In every society, from every time in the world that we know of, pre-marital sex and extra-marital sex existed in a rampant manner. Sure, it may have been behind closed doors and secret, because society would have frowned upon it, but to say that prostitutes, affairs, and pre-marital sex wouldn't exist in Tolkien's world is absurd. Maybe it wouldn't have made it from his pen onto the page, but neither would the story of a little logging town.
This game is about filling in the 'greys' of Tolkien's world, and we should not allow our own moral sensibilities, or a narrow-minded view of what is-and-isn't possible in Middle-Earth socially, get in the way of good, honest storytelling.
Now that there's been more than a handful of posts, this is my general view, too. But there's something to be said that, certainly, Men in the First Age and Elves forever were very different, and that ought to be represented, particularly among, let's say, old-fashioned folk. While nobody should be surprised at liberal behavior, neither should they act surprised at conservative opinions.

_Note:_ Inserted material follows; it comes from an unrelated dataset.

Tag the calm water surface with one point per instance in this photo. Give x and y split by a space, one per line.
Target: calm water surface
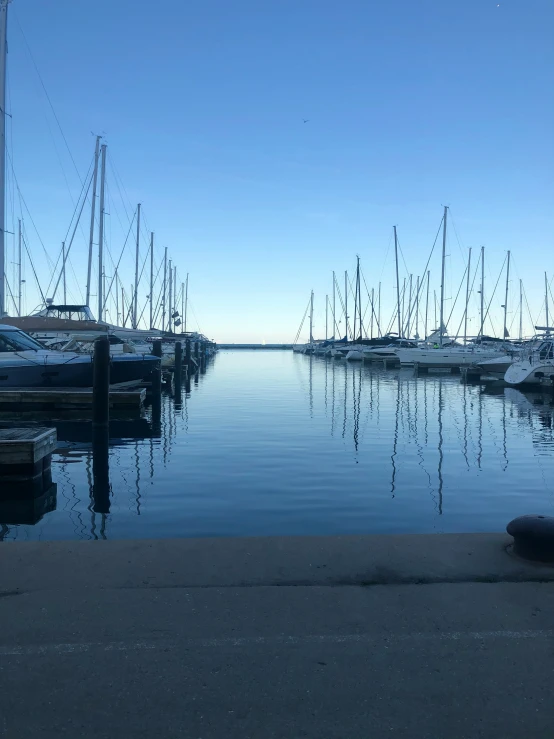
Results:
269 442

Some people in Middle Earth are going to behave far more old-fashionedly than you'd ever believe, and it's pretty poor roleplay to act like that's not how the cultural mores lean. They just aren't universal, unbreakable laws of behavior.
Tolkien describes elvish marriage in detail in the LACE essay. What he states about sex and marriage...well, I can't do any better than to quote him directly. He notes that, among his fantasy people in Middle-Earth, "Marriage is chiefly of the body, for it is achieved by bodily union, and its first operation is the begetting of the bodies of children, even though it endures beyond this and has other operations. And the union of bodies in marriage is unique, and no other union resembles it."

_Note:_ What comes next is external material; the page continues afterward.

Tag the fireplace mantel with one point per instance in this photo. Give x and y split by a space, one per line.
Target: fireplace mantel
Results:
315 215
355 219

It follows from this that, among the Elves, "It was the act of bodily union that achieved marriage...it was at all times lawful for any of the Eldar, both being unwed, to marry thus of free consent one to the other without ceremony or witness…in flight and exile and wandering, such marriages were often made." Tolkien then proceeds immediately to a discussion of begetting of children. So, "marrying thus of free consent" means that the elf-man and elf-woman involved agree to be life partners, and that there is no excuse for elf casual sex.

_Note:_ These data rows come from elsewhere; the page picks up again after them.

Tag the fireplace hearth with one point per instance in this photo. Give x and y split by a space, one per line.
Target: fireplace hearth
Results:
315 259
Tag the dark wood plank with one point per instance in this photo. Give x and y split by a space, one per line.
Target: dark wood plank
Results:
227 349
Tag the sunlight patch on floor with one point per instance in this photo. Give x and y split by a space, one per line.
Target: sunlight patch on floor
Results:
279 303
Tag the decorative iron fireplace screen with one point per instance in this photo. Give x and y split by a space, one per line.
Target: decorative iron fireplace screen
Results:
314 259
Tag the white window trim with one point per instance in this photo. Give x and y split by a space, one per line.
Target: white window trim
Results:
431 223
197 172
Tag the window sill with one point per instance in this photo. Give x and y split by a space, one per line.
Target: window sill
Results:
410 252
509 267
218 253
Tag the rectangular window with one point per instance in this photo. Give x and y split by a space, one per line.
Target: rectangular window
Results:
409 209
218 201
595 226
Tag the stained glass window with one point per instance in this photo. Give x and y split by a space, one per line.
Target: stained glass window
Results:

The first tribes of Men also followed this pretty extensively, since nobody seemed to read it. It's less that 'Tolkien didn't write about it and we're filling in the blanks,' and more that this was the cultural more. While some chose not to follow it, that doesn't mean that it's not what it was. I'm poking around in the Silmarillion for the story where Men show they follow this(it involves a Morgoth-influenced/following Chieftain taking one of the true, heroic women as his wife), but I haven't found it yet.
To quote the article, which seems to refer to this story itself:
Men in Tolkien's backstory seem to "wive by force" a lot more. Rape and forced marriage are plot points in several stories of Men.
Turns out the relevant passages are in Children of Hurin, and refer to Brodda the Easterling and Aerin, Lady of Dor-Lomin, kin to Hurin. I can't find the book, but it's generally implied that she was taken by force. Given how closely the first of Men modeled themselves after Elves, it's not surprising that there'd still be echoes of this in some Men today.